Tuesday, January 09, 2007

"A life of simplicity, independence, magnanimity, and trust"

Anyone else feeling the first of the year itch to purge? I'm feeling the need to simplify my life and get rid of all the miscellaneous, unnecessary stuff around me and downsize. Not organize it. Downsize it. Less to clean, less to organize, less to manage, less to repair, less to launder, less to put away... more time to read, more time to take a walk with my kids, more time to sleep in late on Saturdays, more time to entertain family and friends, more time to garden.

This all stems from my reading of Walden by Henry David Thoreau and a series of uncomfortable, challenging sermons from the pastor at our new church. Thoreau picks away at the modern notion that we need to drive ourselves to illness to work harder to get more stuff we really don't need.

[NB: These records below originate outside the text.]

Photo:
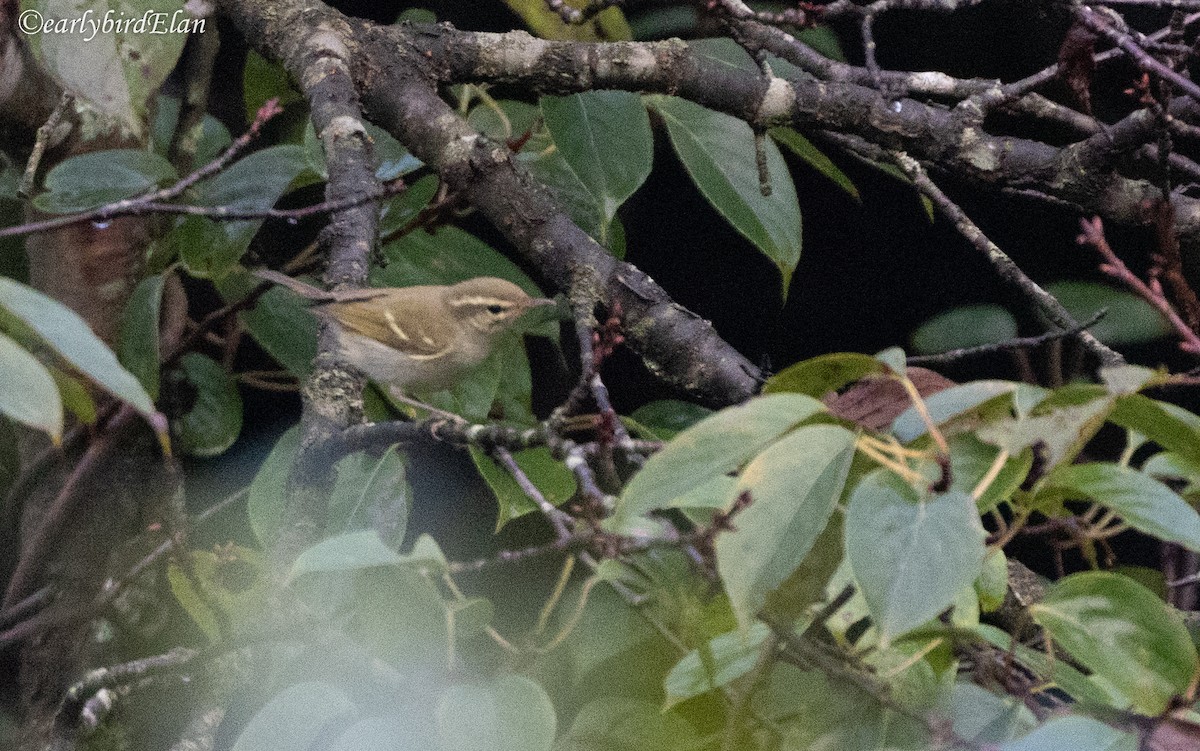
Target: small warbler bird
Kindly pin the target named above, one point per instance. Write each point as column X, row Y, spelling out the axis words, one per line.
column 418, row 337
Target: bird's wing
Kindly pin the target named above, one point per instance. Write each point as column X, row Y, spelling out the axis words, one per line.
column 395, row 326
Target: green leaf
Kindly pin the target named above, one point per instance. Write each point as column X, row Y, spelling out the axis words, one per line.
column 1060, row 430
column 549, row 168
column 214, row 421
column 510, row 120
column 605, row 137
column 551, row 476
column 138, row 340
column 949, row 403
column 607, row 25
column 396, row 613
column 347, row 552
column 391, row 158
column 251, row 184
column 714, row 446
column 468, row 618
column 983, row 718
column 399, row 210
column 993, row 582
column 232, row 578
column 76, row 396
column 264, row 79
column 372, row 492
column 10, row 458
column 1129, row 319
column 29, row 395
column 1141, row 500
column 280, row 322
column 730, row 656
column 508, row 713
column 613, row 724
column 295, row 718
column 426, row 553
column 793, row 488
column 264, row 500
column 1074, row 732
column 1048, row 668
column 971, row 460
column 667, row 418
column 1122, row 632
column 911, row 557
column 814, row 157
column 894, row 359
column 1171, row 427
column 72, row 338
column 100, row 178
column 409, row 724
column 203, row 246
column 822, row 374
column 718, row 151
column 964, row 326
column 114, row 68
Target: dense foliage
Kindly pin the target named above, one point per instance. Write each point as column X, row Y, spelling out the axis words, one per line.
column 817, row 558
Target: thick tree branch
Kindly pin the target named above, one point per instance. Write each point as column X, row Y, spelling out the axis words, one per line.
column 949, row 139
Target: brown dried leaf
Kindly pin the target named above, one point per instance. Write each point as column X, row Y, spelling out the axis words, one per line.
column 1077, row 64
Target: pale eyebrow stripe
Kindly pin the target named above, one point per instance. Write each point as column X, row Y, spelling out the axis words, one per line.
column 395, row 326
column 483, row 301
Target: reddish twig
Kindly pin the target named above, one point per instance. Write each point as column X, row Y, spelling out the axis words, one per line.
column 1092, row 233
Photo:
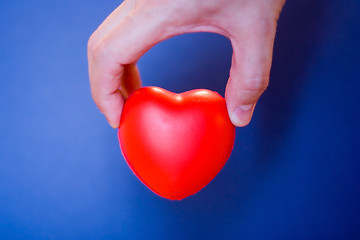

The effect of this reading, coupled with the scriptural references mentioned at church (specifically Mark 10:17 - 27), has been much like a needle repeatedly pricking the heart.

I also have in mind that seemingly wealthy, but most terribly impoverished class of all, who have accumulated dross, but know not how to use it, or get rid of it, and thus have forged their own golden or silver fetters. - Walden, Thoreau

But men labor under a mistake. The better part of the man is soon ploughed into the soil for compost. By a seeming fate, commonly called necessity, they are employed, as it says in an old book, laying up treasures which moth and rust will corrupt and thieves break through and steal. It is a fool’s life, as they will find when they get to the end of it. - Walden, Thoreau

No one can serve two masters. Either he will hate the one and love the other, or he will be devoted to the one and despise the other. You cannot serve both God and Money. Matthew 6:24
It is easier for a camel to go through the eye of a needle than for a rich man to enter the kingdom of God. Mark 10:25
Another thought I read somewhere: We spend the first 40 years accumulating stuff and the next 40 years trying to get rid of it. What disturbs me is this: I really don't know how to get rid of it, all the unnecessary stuff that burdens me. Or what to get rid of, for that matter. I guess first I need to figure out what is "necessary" and go from there.